Therapy for Prosthetic Training:
- Fitting of prosthesis.
- Educating patient on appropriate use of prosthetic socks, usually cotton or light wool, to take moisture away from the skin
- Education on skin care (awareness of appropriate pressure points and gradual increased use of prosthesis.)
- Education/training for proper independence in application and removal of prosthesis.
- Person must be able to put on and take off his own prosthesis
- Educate patient on proper care of prosthesis and prosthetic socks.
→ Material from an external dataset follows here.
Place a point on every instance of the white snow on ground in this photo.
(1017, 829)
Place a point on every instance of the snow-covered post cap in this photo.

Teach inspection of socket for: cracks, missing rivets, cracked bumpers.
- Transfers training to all surfaces wearing the prosthesis. (Transfers to the toilet, to the bed, to regular furniture, to the car and to the floor).
- Balance training with prosthesis.
- Gait training with prosthesis. (Evaluate for appropriate assistive device.) Indoors/Outdoors.
- Educate on appropriate prosthetic component control.
- Training on all surfaces (smooth to rough and uneven)
- Ambulation and maneuvering in narrow places.
- Training on: Stairs, ramps, curbs, elevators, escalators.
- Training on ability to "fall safely", if indicated.
- Reevaluate ambulation skills periodically and "upgrade" assistive (for example from use of the wheelchair to use of crutches, or from the use of crutches to a cane) device as applicable.
- Family training as necessary - include education on skin (stump) care, prosthesis care and Home Exercise Program.
- Home / workplace evaluation as applicable.
- Driving evaluation and referral for training as appropriate.
10. Why is so much training necessary for the person with a new amputation?
(Only one of the following answers is correct.)
a) to give him optimum chance of accepting his limitation and returning to as normal a lifestyle as possible,
b) most diabetics have problems with thinking and need much attention,
c) an amputation is a difficult problem.